Building on these observations, we carried out a differential expression analysis to pinpoint sncRNAs with significant expression differences between the control and AgRP neuron-activated groups. Unexpectedly, this analysis revealed 195 sncRNAs that were upregulated and 45 sncRNAs that were downregulated in the sperm following AgRP neuron activation (Padj < 0.05 and log2[fold change (FC)] > |1|), constituting approximately 2% of the total sncRNA pool (Fig. 1c). Although these changes represent only a small fraction of the sncRNA payload (2%), this is expected given the acute nature of the treatment. Among the affected biotypes, 26% were piRNA, 6% were rsRNA, 6% were tsRNA, and 2% were miRNA (Supplemental Fig. 2e). Additionally, a high fraction (60%) of the differentially expressed sncRNAs were without annotation, so our analysis focused on the annotated sequences to provide clearer insights into the specific sncRNAs influenced by AgRP neuron activation (Supplemental Fig. 2e). Among the differentially expressed sncRNAs that we detected, all tsRNAs, miRNAs, and rsRNAs were downregulated. Only piRNAs showed both upregulation and downregulation, indicating a more complex regulatory pattern for this biotype compared to the others (Fig. 1d).

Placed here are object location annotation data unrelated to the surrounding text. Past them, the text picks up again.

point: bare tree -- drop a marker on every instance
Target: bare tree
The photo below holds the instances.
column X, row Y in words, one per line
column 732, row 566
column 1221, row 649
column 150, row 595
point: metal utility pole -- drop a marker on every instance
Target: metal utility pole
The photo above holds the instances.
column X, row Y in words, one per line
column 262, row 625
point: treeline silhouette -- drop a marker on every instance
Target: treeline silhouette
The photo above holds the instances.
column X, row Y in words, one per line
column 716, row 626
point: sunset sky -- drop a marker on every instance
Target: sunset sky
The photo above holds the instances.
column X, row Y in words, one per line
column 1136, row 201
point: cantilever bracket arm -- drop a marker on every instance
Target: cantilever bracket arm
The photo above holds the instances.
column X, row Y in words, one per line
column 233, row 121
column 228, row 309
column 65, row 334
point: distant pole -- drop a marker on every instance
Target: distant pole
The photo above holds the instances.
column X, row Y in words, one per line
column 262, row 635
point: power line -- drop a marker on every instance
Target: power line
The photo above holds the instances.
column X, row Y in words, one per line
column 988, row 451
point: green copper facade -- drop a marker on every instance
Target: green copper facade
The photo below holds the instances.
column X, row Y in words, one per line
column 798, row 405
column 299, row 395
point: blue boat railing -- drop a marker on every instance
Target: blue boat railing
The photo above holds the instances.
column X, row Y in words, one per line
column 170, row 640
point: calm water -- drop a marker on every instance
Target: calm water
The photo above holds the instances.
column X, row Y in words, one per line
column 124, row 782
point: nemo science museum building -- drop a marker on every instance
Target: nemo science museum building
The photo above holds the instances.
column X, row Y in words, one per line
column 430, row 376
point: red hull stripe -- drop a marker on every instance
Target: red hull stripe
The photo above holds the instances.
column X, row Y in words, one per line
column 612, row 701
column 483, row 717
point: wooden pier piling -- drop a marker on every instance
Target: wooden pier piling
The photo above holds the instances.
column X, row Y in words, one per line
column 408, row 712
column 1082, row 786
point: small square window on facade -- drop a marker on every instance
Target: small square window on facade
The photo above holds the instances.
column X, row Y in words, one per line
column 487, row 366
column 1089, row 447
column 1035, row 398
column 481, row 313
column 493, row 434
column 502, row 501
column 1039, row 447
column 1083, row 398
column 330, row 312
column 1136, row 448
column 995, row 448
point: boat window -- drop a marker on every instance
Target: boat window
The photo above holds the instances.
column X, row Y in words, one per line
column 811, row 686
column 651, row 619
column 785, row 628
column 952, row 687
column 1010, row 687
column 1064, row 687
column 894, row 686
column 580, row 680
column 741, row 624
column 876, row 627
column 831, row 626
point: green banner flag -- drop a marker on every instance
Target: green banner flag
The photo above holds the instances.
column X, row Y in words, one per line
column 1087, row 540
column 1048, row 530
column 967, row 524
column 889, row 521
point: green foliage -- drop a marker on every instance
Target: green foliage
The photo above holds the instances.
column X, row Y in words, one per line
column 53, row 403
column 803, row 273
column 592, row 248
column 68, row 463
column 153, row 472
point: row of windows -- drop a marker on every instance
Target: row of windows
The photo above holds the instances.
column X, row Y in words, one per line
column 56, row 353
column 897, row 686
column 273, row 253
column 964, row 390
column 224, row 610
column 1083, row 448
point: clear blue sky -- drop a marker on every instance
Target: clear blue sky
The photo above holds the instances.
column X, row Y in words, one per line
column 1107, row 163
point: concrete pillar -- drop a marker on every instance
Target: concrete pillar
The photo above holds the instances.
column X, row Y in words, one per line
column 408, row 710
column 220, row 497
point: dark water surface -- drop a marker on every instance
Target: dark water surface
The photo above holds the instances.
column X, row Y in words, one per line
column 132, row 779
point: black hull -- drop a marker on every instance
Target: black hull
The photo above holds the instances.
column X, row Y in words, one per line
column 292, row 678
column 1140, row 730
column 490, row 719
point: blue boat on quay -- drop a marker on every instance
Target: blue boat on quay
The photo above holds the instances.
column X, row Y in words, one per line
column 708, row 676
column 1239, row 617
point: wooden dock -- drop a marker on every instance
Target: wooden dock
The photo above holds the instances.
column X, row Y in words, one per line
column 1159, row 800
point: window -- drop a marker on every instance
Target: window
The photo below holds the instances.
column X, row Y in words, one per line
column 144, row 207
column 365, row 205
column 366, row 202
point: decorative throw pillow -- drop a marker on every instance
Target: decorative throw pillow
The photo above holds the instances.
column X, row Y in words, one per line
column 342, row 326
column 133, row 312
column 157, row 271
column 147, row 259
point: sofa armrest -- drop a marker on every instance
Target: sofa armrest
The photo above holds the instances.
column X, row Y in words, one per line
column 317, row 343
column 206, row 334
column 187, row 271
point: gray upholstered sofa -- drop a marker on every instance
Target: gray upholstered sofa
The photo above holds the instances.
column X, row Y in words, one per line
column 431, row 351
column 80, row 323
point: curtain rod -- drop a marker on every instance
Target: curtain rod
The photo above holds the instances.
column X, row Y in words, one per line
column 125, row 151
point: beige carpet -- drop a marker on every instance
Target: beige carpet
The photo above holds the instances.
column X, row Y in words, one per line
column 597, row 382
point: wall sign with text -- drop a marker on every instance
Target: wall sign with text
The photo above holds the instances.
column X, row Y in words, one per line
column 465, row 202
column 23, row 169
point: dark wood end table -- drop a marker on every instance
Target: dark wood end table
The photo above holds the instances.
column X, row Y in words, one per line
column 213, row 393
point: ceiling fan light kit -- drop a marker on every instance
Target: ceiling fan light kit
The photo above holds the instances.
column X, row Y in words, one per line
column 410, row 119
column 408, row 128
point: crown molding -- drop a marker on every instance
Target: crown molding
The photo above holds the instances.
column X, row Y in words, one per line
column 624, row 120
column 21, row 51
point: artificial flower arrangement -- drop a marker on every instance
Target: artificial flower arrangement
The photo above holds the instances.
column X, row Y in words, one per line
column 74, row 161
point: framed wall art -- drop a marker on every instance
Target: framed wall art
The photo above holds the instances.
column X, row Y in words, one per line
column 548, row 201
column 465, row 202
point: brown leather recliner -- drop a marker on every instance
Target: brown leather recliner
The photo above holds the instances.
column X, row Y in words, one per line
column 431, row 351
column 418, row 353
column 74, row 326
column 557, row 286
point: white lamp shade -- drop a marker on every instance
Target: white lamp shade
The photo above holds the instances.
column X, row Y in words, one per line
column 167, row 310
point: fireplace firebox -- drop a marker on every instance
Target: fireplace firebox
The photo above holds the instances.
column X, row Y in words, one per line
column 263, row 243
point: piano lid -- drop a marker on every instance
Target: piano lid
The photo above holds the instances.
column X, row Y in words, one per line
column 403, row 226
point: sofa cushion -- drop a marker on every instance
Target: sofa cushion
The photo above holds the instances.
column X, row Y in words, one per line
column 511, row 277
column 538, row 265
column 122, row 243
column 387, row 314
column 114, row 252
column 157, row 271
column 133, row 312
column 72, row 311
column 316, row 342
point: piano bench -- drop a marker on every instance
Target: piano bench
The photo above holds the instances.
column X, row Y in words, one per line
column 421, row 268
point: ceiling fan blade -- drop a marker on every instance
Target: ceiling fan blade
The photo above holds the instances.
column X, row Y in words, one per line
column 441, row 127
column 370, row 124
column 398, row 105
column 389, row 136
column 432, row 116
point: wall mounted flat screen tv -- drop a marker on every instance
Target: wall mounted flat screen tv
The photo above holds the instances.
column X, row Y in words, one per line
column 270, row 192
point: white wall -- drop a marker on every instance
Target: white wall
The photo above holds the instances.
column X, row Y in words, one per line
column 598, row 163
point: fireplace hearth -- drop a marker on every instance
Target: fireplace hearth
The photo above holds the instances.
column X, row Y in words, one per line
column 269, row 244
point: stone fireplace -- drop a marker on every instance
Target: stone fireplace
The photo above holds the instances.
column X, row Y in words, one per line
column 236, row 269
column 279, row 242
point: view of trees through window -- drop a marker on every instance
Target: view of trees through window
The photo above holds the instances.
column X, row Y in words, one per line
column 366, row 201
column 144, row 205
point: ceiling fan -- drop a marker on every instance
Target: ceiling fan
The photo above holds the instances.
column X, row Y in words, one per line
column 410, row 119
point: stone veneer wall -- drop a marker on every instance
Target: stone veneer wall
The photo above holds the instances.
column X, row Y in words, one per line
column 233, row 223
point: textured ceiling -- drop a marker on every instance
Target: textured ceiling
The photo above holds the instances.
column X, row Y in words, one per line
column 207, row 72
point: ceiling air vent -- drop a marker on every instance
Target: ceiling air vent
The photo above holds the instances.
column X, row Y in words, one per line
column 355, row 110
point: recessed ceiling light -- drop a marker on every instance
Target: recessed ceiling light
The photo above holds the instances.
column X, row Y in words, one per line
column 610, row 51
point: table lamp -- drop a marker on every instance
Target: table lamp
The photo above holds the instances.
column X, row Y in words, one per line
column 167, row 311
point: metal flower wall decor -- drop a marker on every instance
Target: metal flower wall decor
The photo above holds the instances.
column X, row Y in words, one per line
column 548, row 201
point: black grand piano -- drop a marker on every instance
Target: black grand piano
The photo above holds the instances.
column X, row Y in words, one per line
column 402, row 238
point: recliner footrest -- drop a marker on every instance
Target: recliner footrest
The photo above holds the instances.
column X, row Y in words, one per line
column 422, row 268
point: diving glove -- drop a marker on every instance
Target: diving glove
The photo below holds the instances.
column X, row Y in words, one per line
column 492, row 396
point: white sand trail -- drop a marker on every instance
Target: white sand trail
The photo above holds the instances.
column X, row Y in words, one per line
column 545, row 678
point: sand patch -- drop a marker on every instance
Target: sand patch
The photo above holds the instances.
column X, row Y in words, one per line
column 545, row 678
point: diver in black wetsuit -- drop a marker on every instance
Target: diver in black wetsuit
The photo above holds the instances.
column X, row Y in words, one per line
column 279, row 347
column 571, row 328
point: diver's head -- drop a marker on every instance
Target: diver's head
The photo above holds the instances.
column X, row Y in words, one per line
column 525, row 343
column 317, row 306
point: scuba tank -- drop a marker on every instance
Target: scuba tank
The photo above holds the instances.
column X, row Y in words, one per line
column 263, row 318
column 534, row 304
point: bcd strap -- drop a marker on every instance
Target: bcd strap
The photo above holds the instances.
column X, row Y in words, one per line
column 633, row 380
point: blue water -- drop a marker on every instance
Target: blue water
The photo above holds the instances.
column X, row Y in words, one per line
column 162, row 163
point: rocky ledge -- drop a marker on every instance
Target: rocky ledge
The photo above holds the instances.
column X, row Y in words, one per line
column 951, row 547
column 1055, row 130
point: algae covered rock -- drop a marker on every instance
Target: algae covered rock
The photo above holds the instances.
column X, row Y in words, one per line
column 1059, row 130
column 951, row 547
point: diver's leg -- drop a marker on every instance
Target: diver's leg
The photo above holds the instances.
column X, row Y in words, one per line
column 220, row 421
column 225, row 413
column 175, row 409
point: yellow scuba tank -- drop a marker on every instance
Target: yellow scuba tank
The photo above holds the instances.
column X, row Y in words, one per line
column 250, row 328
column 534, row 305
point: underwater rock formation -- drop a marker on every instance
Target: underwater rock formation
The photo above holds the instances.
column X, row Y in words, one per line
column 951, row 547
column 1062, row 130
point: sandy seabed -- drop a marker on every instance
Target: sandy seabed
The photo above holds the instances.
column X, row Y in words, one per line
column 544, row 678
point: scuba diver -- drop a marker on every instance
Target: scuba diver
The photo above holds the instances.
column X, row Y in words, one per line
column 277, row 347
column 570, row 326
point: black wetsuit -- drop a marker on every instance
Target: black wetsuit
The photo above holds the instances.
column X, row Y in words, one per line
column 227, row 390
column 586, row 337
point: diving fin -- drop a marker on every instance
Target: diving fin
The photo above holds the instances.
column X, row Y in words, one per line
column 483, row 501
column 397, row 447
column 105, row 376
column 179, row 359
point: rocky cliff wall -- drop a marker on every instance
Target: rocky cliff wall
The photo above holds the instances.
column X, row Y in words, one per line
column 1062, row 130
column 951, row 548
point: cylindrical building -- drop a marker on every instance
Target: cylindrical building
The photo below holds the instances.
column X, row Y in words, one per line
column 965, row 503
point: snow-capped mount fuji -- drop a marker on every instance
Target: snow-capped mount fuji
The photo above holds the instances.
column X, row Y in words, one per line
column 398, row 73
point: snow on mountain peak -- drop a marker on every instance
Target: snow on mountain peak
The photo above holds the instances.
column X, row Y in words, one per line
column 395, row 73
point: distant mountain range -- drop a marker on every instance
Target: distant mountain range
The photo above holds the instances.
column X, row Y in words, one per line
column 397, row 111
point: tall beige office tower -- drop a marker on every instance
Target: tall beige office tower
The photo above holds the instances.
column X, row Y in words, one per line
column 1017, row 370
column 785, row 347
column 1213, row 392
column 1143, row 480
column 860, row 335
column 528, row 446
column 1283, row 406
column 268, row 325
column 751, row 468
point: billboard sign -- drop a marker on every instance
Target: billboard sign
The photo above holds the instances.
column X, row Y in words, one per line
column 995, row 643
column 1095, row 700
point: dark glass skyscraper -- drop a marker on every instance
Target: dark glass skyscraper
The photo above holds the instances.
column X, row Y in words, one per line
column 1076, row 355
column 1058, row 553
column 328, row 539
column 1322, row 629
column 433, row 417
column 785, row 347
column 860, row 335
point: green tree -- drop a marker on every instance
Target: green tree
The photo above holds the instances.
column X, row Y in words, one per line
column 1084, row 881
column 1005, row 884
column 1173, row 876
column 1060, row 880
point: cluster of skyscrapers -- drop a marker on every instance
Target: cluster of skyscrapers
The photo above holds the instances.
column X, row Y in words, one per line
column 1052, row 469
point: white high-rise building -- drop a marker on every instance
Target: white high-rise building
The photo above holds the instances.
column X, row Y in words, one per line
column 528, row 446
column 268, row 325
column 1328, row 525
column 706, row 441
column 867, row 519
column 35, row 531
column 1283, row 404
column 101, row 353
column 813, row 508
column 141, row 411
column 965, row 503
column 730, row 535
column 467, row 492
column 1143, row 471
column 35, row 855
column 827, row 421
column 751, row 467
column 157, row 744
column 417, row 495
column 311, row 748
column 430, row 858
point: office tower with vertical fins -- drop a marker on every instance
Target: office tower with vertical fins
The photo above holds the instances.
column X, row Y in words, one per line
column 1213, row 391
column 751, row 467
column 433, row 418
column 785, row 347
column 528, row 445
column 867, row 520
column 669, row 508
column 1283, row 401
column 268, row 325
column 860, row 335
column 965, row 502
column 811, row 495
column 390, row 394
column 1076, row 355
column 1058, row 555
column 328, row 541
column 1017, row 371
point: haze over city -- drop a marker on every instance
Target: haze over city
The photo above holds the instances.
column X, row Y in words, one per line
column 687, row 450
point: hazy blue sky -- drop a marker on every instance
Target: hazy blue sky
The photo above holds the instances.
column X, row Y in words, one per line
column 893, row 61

To further contextualize our findings, we compared our data with three previous studies that analyzed the impact of short- and long-term obesogenic diets on sperm RNA payload composition4,5,9. Given the established role of AgRP neurons in regulating whole-body energy homeostasis, this comparison is particularly relevant. This intersection analysis revealed that the alterations in tsRNA-Ser-TGA-5’ and tsRNA-Glu-TTC-5’ are consistently observed across multiple studies (Fig. 1e). The recurrence of these specific tsRNAs across different experimental conditions underscores their potential role as key markers or mediators in the physiological responses to both AgRP neuron activation and dietary changes. This is particularly significant given the established role of tsRNAs in the epigenetic inheritance of metabolic traits, such as obesity4,5,10,12. Additionally, similar patterns of alterations for other tsRNAs, such as tsRNA-Asp-GTC and tsRNA-Glu-CTC-5’, reinforce the idea that specific tsRNAs are reliably affected by various physiological stimuli and dietary interventions, further linking neural activation and metabolic epigenetics (Fig. 1e). Importantly, the expression levels of tsRNAs Asp-GTC, Glu-CTC-5’, and Glu-TGA-5’ were significantly decreased in sperm following short-term high-fat diet (HFD)5, closely mirroring the downregulation observed after AgRP neuron activation (Fig. 1f-g). In contrast, long-term Western diet (WD)9 feeding resulted in a differential response: while tsRNAs Glu-CTC-5’ and Ser-TGA-5’ were decreased, tsRNA Asp-GTC was notably increased in sperm (Fig. 1h). We could not make this comparison with the long-term HFD study because the data from individual samples were not available4. These findings suggest that short-term dietary intervention and AgRP activation have a more similar impact on sperm tsRNA profiles, while long-term HFD produces distinct changes, indicating different underlying mechanisms at play. This unexpected regulation by AgRP neurons highlights a potential upstream regulatory link that influences the response of sperm tsRNAs to varying metabolic conditions.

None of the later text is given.